Representing an positive integer as a sum of three numbers

Question

In how many ways the positive integer n can be represented as the sum of three different positive integers. The two methods are different if one contains a number that the other does not.

I've managed to get the following script to count the number of ways to write n as a sum of three numbers, but it's not takin the other condition in consiredation.

def nways(n):  
  
    if (n <= 2):  
        return False
    else:           
        ways = (n - 1) * (n - 2) / 2
          
    return ways

For example if n = 8 I would need to return 2 since 1 + 2 + 5 = 8 and 1 + 3 + 4 = 8, but the current function returns 21...

What would be the correct algorithm and math behind this?

Answer 1

Solution

def nways(n):
    nways = 0
    for i in range(1, n-2):
        min_j, max_j = i+1, (n-i-1)//2
        nways += (max_j - min_j + 1) if max_j >= min_j else 0
    return nways

This algorithm consumes O(N) time and O(1) space.

Explanation

Let's denote the three positive numbers as i, j, k.

And since they are all different, these three numbers must be greater than or smaller than each other.
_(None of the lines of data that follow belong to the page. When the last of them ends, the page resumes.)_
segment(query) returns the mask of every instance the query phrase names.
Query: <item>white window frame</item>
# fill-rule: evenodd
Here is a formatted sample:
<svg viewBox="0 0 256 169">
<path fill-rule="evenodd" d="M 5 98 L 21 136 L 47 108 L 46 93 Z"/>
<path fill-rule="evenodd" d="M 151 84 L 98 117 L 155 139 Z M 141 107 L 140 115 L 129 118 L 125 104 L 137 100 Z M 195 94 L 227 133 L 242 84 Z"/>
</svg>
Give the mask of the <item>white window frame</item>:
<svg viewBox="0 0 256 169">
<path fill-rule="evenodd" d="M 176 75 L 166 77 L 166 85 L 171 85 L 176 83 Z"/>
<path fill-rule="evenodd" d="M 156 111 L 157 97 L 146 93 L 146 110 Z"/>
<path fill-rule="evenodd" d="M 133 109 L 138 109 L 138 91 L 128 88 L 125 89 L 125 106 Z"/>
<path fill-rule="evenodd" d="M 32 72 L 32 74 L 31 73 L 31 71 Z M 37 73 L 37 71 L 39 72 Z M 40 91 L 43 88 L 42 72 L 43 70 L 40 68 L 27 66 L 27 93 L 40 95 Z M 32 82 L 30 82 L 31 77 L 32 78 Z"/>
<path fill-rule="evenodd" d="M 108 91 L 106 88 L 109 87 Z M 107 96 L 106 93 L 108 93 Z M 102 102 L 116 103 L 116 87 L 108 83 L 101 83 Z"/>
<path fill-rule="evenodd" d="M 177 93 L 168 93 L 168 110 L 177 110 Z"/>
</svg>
We assume the smallest number to be i, the middle one to be j, the largest to be k. So then the relation would be i < j < k.

Take n = 18 for example

• we start from i = 1, then j + k should be 17.
  • So (j,k) could be from (2,12), (3,14), ... to (8,9).
  • Notice (j,k) couldn't be (9,8), (10,7) because j<k
  • Therefore min_j would be i+1 (in this case 2), max_j would be (n-i-1)//2 (in this case 8)
  • Number of (j, k) combinations are max_j - min_j + 1 which is 7 pairs in this case
• we go on with i = 2, then j + k should be 16.
  • min_j would be i+1 (in this case 3), max_j would be (n-i-1)//2 (in this case 7)
  • Number of (j, k) combinations are max_j - min_j + 1 which is 5 pairs in this case

We try all the possible values of i then add up all the combinations of (j, k) pair, then we get the answer.

Answer 2

A very different approach would be to use a constraint solver. Here is an example:

import constraint as con

n = 8

p = con.Problem()
p.addVariables(['x','y','z'],range(1,n-2))
p.addConstraint(con.ExactSumConstraint(n))
p.addConstraint(lambda a, b, c : a < b < c, ("x", "y", "z"))
sols = p.getSolutions()

print(len(sols))
sols

This gives:

2
[{'x': 1, 'y': 3, 'z': 4}, {'x': 1, 'y': 2, 'z': 5}]
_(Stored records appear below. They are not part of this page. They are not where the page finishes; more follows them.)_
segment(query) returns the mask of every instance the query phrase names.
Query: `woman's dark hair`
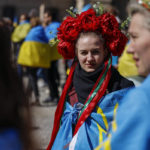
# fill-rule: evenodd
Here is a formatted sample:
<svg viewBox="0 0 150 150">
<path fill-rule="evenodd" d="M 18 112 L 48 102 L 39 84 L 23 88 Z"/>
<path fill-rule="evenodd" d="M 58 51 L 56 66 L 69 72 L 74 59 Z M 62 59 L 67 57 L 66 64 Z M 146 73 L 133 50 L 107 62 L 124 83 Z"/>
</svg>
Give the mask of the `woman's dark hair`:
<svg viewBox="0 0 150 150">
<path fill-rule="evenodd" d="M 31 148 L 27 94 L 11 61 L 10 31 L 0 23 L 0 128 L 19 131 L 24 149 Z"/>
</svg>

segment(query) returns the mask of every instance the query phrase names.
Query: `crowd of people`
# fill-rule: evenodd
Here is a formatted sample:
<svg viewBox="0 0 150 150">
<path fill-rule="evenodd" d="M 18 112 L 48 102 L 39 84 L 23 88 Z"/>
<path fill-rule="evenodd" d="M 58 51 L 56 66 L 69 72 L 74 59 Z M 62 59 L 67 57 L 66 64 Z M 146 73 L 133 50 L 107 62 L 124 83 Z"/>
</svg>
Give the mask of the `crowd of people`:
<svg viewBox="0 0 150 150">
<path fill-rule="evenodd" d="M 99 3 L 80 14 L 72 11 L 62 23 L 49 10 L 43 22 L 37 15 L 20 15 L 14 28 L 0 20 L 0 149 L 35 149 L 26 74 L 34 105 L 41 105 L 41 77 L 50 91 L 44 102 L 57 102 L 47 150 L 149 150 L 149 3 L 129 7 L 129 37 L 116 11 L 102 10 Z M 69 64 L 61 96 L 59 59 Z"/>
</svg>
I am not aware of a simple formula that predicts the number of solutions.

Answer 3

You can make some pretty significant optimizations to @hgb123's already great answer to still use brute-force, but be a little more clever about it:

def ways(n):
  tuple_sum_set = set()

  for i in range(1, n-2):
    for j in range(i+1, n-2):
      for k in range(j+1, n-2):
        if i + j + k == n:
          tuple_sum_set.add((i,j,k))

  print(tuple_sum_set)
  return len(tuple_sum_set)

(If you up-vote this answer, please up-vote @hgb123's as well as this is a derivative of his answer)

Answer 4

You could use brute-force, with some more works:

• check if three terms is different
• store a set of unique terms
• the length of that set is your result

def ways(n):
  tuple_sum_set = set()

  for i in range(1, n+1):
    for j in range(1, n+1):
      for k in range(1, n+1):
        if i + j + k == n and len(set([i, j, k])) == 3:
          tuple_sum_set.add(tuple(sorted([i,j,k])))

  print(tuple_sum_set)
  return len(tuple_sum_set)

print(ways(8))

Demo: https://repl.it/repls/ChocolateHelplessLivecd